Iowa’s approach to the courts and to its legislative redistricting process are among the best in the nation. When one national group mapped how state districts would look if the gerrymandering so common in other states was reversed, Iowa’s map didn’t change at all.
The courts are a different matter, of course. But Iowa has done a reasonably good job of insulating judges against political influence.
Nominees for the Iowa Supreme Court and the Iowa Court of Appeals are selected by a 17-member nominating commission. Eight members are chosen by the governor with the approval of the Iowa Senate. Eight more are elected by Iowa’s attorneys, the people who know the judicial system the best. The Iowa Supreme Court’s senior judge, aside from the chief justice, chairs the commission.
Commissioners select three nominees. The governor chooses one.
The proposal would eliminate Iowa attorneys’ role in the selection of commissioners. Instead the speaker of House, the House minority leader, and both the Senate’s majority and minority leaders would each make two appointments. The governor would select the commission’s chair from among the members. That change creates a 16-member commission and raises the possibility of ties.
Supporters say this is a way to remove undue influence from a relatively small group of people and putting responsibility for the commission with others who are answerable to voters.
Don’t you believe it.
The fact appointees face a retention election soon after their appointments already gives voters a direct say. This system has worked well since it was put in place since 1962, and there is no valid reason to change it.

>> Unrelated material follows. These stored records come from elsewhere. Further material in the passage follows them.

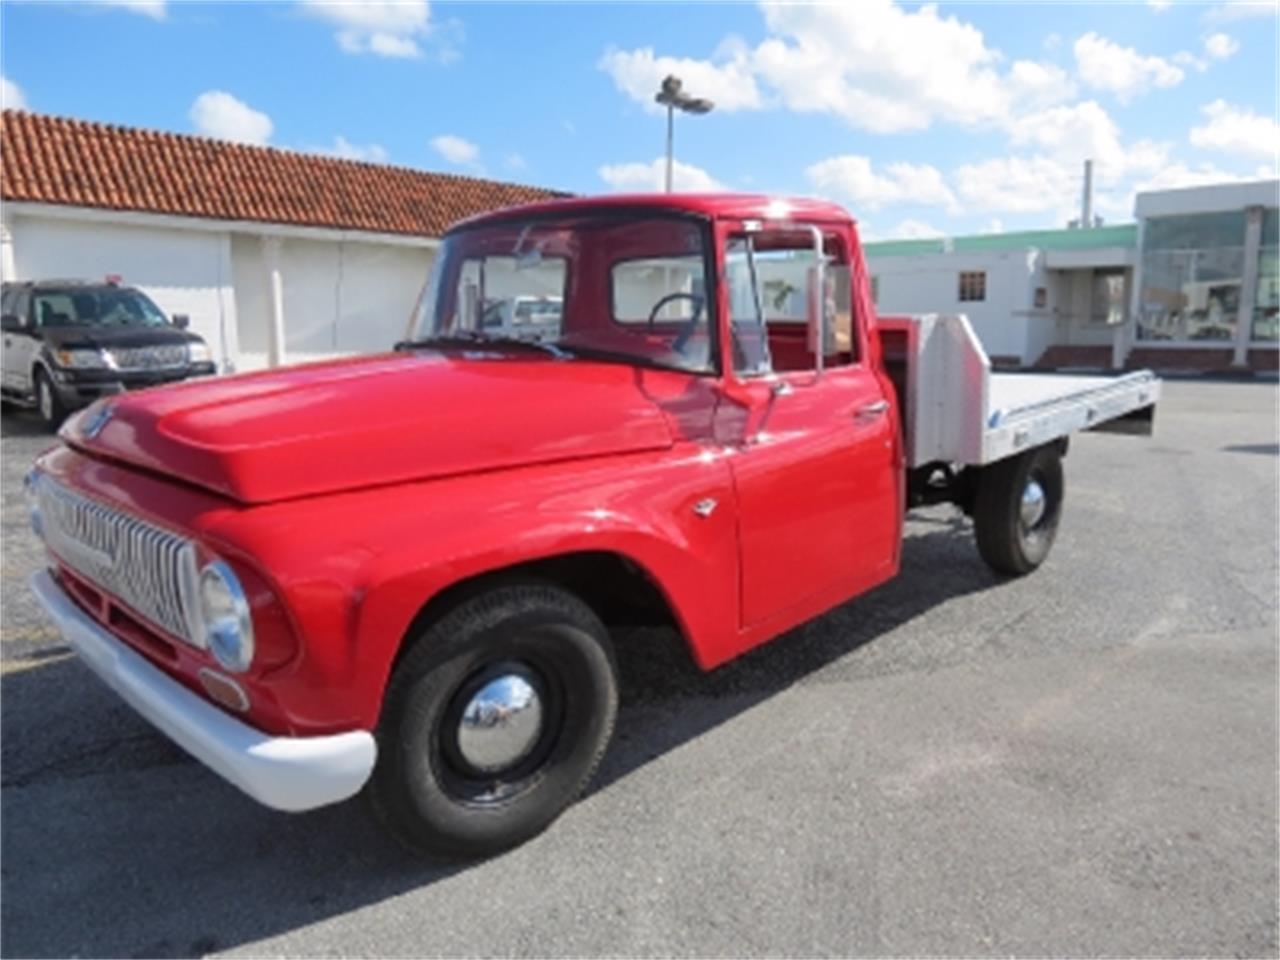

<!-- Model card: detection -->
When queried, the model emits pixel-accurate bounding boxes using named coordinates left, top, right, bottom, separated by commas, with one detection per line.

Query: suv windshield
left=32, top=287, right=169, bottom=329
left=410, top=214, right=716, bottom=375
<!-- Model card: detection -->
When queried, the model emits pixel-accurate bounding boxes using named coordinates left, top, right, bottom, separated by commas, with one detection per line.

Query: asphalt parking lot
left=1, top=379, right=1276, bottom=958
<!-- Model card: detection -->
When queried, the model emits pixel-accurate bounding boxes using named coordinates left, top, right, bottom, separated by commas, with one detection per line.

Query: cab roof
left=452, top=193, right=857, bottom=232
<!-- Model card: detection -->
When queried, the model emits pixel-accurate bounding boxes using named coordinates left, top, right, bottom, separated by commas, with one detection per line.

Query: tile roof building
left=1, top=110, right=567, bottom=371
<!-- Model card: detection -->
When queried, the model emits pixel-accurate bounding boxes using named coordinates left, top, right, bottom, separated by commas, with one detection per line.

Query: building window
left=1137, top=210, right=1245, bottom=343
left=870, top=275, right=880, bottom=304
left=1091, top=269, right=1126, bottom=325
left=958, top=271, right=986, bottom=302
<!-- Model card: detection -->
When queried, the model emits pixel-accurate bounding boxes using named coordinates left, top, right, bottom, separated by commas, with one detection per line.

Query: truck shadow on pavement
left=1, top=513, right=994, bottom=959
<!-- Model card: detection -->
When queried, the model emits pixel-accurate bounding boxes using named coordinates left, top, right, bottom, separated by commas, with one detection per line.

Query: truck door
left=1, top=288, right=36, bottom=394
left=717, top=223, right=900, bottom=629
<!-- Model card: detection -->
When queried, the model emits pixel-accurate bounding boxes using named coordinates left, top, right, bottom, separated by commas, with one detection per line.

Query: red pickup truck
left=26, top=194, right=1159, bottom=859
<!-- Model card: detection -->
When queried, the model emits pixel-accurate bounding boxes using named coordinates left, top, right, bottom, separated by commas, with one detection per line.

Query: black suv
left=1, top=280, right=217, bottom=428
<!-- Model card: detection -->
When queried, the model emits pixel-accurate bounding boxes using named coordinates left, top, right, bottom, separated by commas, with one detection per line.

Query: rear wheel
left=370, top=582, right=619, bottom=860
left=34, top=369, right=66, bottom=431
left=973, top=444, right=1064, bottom=576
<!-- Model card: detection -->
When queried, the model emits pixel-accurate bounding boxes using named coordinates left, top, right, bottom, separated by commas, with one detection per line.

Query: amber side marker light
left=199, top=668, right=250, bottom=713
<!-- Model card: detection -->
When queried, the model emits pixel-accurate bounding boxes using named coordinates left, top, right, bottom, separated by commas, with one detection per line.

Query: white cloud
left=953, top=155, right=1082, bottom=216
left=1204, top=3, right=1278, bottom=23
left=1007, top=100, right=1169, bottom=184
left=1007, top=59, right=1077, bottom=110
left=1073, top=32, right=1184, bottom=102
left=600, top=2, right=1071, bottom=135
left=1204, top=32, right=1240, bottom=59
left=189, top=91, right=273, bottom=145
left=598, top=158, right=725, bottom=193
left=599, top=42, right=762, bottom=112
left=1148, top=0, right=1173, bottom=10
left=310, top=136, right=389, bottom=163
left=505, top=153, right=527, bottom=171
left=431, top=134, right=479, bottom=166
left=752, top=2, right=1014, bottom=132
left=298, top=0, right=452, bottom=60
left=100, top=0, right=166, bottom=19
left=806, top=155, right=959, bottom=213
left=1, top=75, right=27, bottom=110
left=889, top=219, right=946, bottom=240
left=1190, top=99, right=1280, bottom=160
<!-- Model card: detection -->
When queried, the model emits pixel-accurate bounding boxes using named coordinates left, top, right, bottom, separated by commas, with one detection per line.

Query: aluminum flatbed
left=879, top=313, right=1160, bottom=469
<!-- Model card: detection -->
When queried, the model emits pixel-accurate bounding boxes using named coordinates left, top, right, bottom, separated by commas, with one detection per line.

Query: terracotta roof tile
left=1, top=110, right=568, bottom=237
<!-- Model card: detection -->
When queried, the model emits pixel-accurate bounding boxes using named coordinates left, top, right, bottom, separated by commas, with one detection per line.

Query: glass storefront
left=1137, top=211, right=1246, bottom=342
left=1138, top=206, right=1280, bottom=343
left=1253, top=208, right=1279, bottom=342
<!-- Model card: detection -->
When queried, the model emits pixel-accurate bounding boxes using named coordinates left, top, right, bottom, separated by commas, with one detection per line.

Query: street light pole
left=665, top=102, right=675, bottom=194
left=654, top=74, right=713, bottom=194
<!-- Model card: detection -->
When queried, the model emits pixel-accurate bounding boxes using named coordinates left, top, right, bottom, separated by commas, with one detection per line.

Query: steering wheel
left=646, top=292, right=705, bottom=355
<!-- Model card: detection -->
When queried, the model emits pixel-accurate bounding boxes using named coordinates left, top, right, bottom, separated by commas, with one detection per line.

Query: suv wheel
left=370, top=581, right=619, bottom=860
left=34, top=369, right=66, bottom=430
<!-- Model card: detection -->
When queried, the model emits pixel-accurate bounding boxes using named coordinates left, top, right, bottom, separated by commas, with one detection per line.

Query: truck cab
left=25, top=194, right=1156, bottom=860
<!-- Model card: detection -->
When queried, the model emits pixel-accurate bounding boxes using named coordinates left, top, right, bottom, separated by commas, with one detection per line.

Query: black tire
left=370, top=581, right=618, bottom=860
left=33, top=369, right=66, bottom=431
left=973, top=444, right=1064, bottom=576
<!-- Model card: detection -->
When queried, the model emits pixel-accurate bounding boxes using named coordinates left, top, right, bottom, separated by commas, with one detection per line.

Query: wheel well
left=394, top=551, right=683, bottom=667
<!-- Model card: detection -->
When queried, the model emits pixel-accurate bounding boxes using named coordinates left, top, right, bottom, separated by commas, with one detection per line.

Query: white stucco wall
left=6, top=206, right=437, bottom=374
left=7, top=213, right=240, bottom=370
left=231, top=233, right=433, bottom=371
left=868, top=249, right=1042, bottom=361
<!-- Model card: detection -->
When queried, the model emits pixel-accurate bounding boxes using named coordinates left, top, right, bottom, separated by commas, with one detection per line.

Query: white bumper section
left=30, top=570, right=376, bottom=812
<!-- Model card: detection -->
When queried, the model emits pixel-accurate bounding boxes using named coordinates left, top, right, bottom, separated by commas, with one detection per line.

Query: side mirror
left=0, top=314, right=23, bottom=333
left=172, top=314, right=190, bottom=330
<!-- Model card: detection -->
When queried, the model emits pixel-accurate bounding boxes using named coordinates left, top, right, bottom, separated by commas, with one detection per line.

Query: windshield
left=410, top=214, right=716, bottom=374
left=33, top=288, right=169, bottom=329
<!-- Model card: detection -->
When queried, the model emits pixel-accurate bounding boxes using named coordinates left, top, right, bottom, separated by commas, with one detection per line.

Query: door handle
left=855, top=399, right=889, bottom=419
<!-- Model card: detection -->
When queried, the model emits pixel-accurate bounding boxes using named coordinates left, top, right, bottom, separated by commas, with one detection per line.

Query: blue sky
left=2, top=0, right=1276, bottom=239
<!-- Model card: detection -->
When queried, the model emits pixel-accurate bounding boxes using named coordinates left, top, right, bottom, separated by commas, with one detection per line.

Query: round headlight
left=199, top=560, right=255, bottom=673
left=23, top=471, right=43, bottom=539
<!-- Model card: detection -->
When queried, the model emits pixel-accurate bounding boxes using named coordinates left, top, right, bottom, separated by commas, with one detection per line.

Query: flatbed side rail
left=981, top=371, right=1161, bottom=464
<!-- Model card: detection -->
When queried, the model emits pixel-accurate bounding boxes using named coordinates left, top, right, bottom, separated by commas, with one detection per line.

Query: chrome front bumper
left=29, top=570, right=376, bottom=812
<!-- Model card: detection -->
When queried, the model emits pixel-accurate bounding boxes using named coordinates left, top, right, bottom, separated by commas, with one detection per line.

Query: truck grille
left=35, top=475, right=198, bottom=645
left=107, top=344, right=188, bottom=371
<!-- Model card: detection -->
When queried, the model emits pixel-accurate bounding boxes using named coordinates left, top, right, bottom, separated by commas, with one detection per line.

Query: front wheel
left=973, top=444, right=1064, bottom=576
left=370, top=582, right=619, bottom=860
left=34, top=369, right=66, bottom=431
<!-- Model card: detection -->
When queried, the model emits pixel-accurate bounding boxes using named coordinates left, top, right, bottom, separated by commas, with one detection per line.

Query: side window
left=727, top=231, right=857, bottom=375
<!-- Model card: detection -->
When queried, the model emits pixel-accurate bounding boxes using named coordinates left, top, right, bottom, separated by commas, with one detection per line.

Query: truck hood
left=64, top=352, right=676, bottom=503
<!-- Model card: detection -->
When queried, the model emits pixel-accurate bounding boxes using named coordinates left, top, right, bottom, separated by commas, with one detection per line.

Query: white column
left=261, top=235, right=287, bottom=368
left=1233, top=206, right=1263, bottom=368
left=1118, top=221, right=1145, bottom=370
left=0, top=212, right=16, bottom=283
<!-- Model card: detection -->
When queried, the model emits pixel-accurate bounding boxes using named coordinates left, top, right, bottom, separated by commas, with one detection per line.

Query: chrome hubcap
left=38, top=381, right=52, bottom=421
left=456, top=673, right=544, bottom=774
left=1020, top=479, right=1047, bottom=529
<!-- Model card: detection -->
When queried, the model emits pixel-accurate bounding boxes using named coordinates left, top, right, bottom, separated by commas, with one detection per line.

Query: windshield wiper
left=395, top=331, right=573, bottom=360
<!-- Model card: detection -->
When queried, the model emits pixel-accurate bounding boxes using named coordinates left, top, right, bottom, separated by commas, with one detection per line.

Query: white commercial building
left=866, top=179, right=1278, bottom=372
left=0, top=110, right=561, bottom=372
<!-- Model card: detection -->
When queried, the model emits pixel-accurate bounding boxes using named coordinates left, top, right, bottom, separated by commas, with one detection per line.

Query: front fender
left=223, top=447, right=740, bottom=731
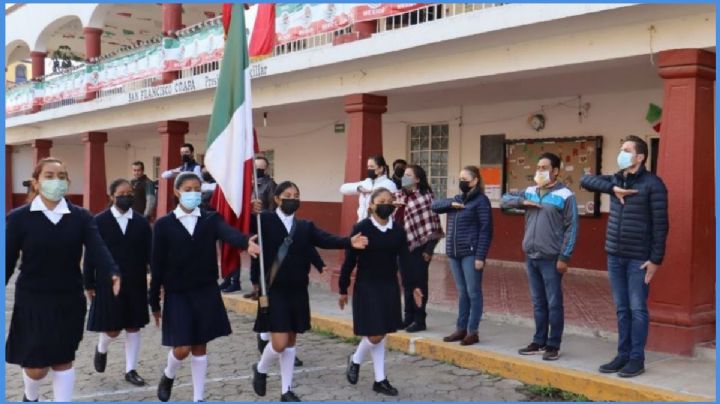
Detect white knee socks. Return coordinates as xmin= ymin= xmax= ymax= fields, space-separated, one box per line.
xmin=191 ymin=355 xmax=208 ymax=402
xmin=164 ymin=350 xmax=183 ymax=379
xmin=125 ymin=331 xmax=141 ymax=373
xmin=369 ymin=338 xmax=386 ymax=382
xmin=279 ymin=347 xmax=296 ymax=394
xmin=52 ymin=368 xmax=75 ymax=402
xmin=22 ymin=370 xmax=41 ymax=401
xmin=260 ymin=332 xmax=270 ymax=342
xmin=352 ymin=337 xmax=373 ymax=365
xmin=257 ymin=344 xmax=281 ymax=374
xmin=97 ymin=333 xmax=117 ymax=354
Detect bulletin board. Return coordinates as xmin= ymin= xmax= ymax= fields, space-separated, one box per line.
xmin=503 ymin=136 xmax=603 ymax=217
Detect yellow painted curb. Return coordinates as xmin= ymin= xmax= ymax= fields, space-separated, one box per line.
xmin=222 ymin=295 xmax=711 ymax=402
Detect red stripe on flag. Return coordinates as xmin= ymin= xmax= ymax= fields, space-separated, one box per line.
xmin=211 ymin=130 xmax=259 ymax=278
xmin=249 ymin=4 xmax=276 ymax=59
xmin=222 ymin=4 xmax=233 ymax=37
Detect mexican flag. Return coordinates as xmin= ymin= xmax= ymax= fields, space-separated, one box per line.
xmin=646 ymin=103 xmax=662 ymax=133
xmin=206 ymin=4 xmax=256 ymax=277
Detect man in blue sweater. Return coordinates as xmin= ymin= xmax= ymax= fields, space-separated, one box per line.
xmin=581 ymin=135 xmax=668 ymax=378
xmin=501 ymin=152 xmax=579 ymax=361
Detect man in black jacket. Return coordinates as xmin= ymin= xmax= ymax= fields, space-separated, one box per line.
xmin=581 ymin=135 xmax=668 ymax=378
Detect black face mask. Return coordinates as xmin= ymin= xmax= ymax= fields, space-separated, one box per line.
xmin=280 ymin=198 xmax=300 ymax=215
xmin=374 ymin=204 xmax=395 ymax=220
xmin=394 ymin=167 xmax=405 ymax=178
xmin=182 ymin=154 xmax=192 ymax=164
xmin=367 ymin=169 xmax=378 ymax=180
xmin=256 ymin=169 xmax=266 ymax=178
xmin=459 ymin=180 xmax=472 ymax=194
xmin=115 ymin=195 xmax=135 ymax=211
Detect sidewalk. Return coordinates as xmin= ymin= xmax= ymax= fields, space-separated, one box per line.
xmin=226 ymin=254 xmax=715 ymax=402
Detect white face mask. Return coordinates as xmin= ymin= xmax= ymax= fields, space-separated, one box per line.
xmin=534 ymin=170 xmax=551 ymax=187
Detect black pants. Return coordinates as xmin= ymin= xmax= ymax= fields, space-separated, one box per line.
xmin=401 ymin=245 xmax=430 ymax=324
xmin=224 ymin=269 xmax=240 ymax=284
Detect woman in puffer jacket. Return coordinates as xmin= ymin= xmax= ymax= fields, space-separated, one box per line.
xmin=431 ymin=165 xmax=493 ymax=346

What’s the real reason for this move? We suspect it comes down to disagreements with judicial rulings over the past decade. The court’s unanimous decision in Varnum v. Brien legalized same-sex marriage, and was hugely unpopular with Republican voters. More recent decisions overturning the state’s fetal heartbeat law, which prohibits abortion after a heartbeat is detected, and striking down a law requiring a 72-hour waiting period for abortions were likewise decried by conservatives.
But even that history undermines the argument that the courts are impervious to voters’ reactions. Three of the justices who decided Varnum v. Brien lost the next retention vote after a vigorous campaign by opponents of the decision. Voters had their say.
The proposed changes will not further assert the public’s voice with regard to the courts. Rather, it will position legislators to assert their self-proclaimed expertise in the place of those who have actual expertise.
Legislators already have remedies to their complaints. When a court makes a decision with which they disagree, they can pass laws or amend the Constitution to invalidate the decision. It’s surgical, a discrete response to a specific issue.
This approach, on the other hand, is anything but discrete. It’s a sledgehammer, altering the fundamental processes that create the court. It’s a fix only in the sense of trying to secure a predetermined outcome, as with the phrase, “the fix is in.”
Iowa’s courts aren’t broken. Legislators should not be trying to fix them.